What is the number of $n$-vertex median graphs? These graphs generalize hypercubes and trees, and have many applications. It seems unlikely that a closed form expression is known, so I would also be interested in asymptotics or lower bounds. For more about median graphs see the survey by Klavžar and Mulder:

• Sandi Klavžar, Henry Martyn Mulder, Median graphs: characterizations, location theory and related structures, J. Combin. Math. Combin. 30 (1999) 103–127. (preprint)

Imrich et al. claimed to have shown (at least "intuitively") that there are as many median graphs as there are triangle-free graphs. Their argument involves composing a sequence of injections. Since the sets involved are infinite, this is unfortunately not rigorous enough to conclude anything about the actual numbers.

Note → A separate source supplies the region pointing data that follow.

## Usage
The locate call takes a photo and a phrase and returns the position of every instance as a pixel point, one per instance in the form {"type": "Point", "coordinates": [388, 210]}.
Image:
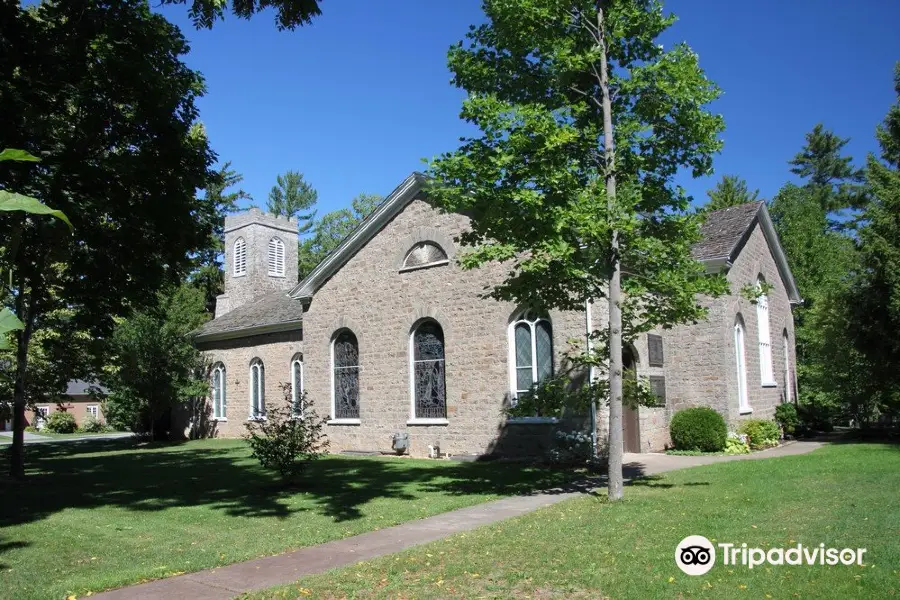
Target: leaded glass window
{"type": "Point", "coordinates": [218, 391]}
{"type": "Point", "coordinates": [297, 385]}
{"type": "Point", "coordinates": [257, 390]}
{"type": "Point", "coordinates": [429, 383]}
{"type": "Point", "coordinates": [346, 376]}
{"type": "Point", "coordinates": [424, 254]}
{"type": "Point", "coordinates": [533, 351]}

• Wilfried Imrich, Sandi Klavžar, Henry Martyn Mulder, Median graphs and triangle-free graphs, SIAM J. Discrete Math. 12 (1999) 111–118. doi:10.1137/S0895480197323494 (preprint)

Given the apparent connection with triangle-free graphs, I would also be interested in asymptotics or bounds for the number of $n$-vertex triangle-free graphs, for which OEIS has the following relevant sequences: A006785, A024607.

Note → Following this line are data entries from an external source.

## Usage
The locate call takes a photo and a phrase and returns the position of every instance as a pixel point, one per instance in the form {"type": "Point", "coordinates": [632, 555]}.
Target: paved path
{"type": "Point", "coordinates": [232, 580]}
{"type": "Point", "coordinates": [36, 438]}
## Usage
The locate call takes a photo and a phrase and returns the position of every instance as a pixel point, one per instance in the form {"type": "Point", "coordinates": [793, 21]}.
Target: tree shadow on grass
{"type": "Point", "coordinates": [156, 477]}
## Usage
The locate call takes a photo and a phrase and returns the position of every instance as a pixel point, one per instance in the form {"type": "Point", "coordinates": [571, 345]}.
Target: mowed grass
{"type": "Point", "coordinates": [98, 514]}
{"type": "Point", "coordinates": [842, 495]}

[In an effort to make the question more self-contained, I append the definition of median graph from the Wikipedia link: In graph theory, a division of mathematics, a median graph is an undirected graph in which every three vertices $a$, $b$, and $c$ have a unique median: a vertex $m(a,b,c)$ that belongs to shortest paths between each pair of $a$, $b$, and $c$.]

The numbers of $m$-edge triangle-free and median graphs are of similar types — at least, the logarithms of these numbers are within a constant factor of each other. In one direction every median graph is triangle-free, and in the other direction the simplex graph of an $m$-edge triangle-free graph is median and has $O(m)$ edges.
However, for $n$-vertex graphs, the triangle-free and median graphs have very different numbers. A median graph, or more generally a partial cube, can be completely described by giving a spanning tree together with a partition of the edges of the spanning tree into equivalence classes for the Djokovic equivalence relation, so the number of median graphs is at most exponential in $n\log n$, because it takes $O(n)$ bits to specify a tree and $O(n\log n)$ bits to specify a partition of the edges. On the other hand, the number of triangle-free graphs, or even the number of subgraphs of $K_{n/2,n/2}$, is exponential in $\Theta(n^2)$.
I'm not sure whether the number of $n$-vertex median graphs is exponential in $n$, $n\log n$, or something in between, but my intuition is $n$. (There's an easy lower bound that is exponential in $n$: every tree is a median graph.)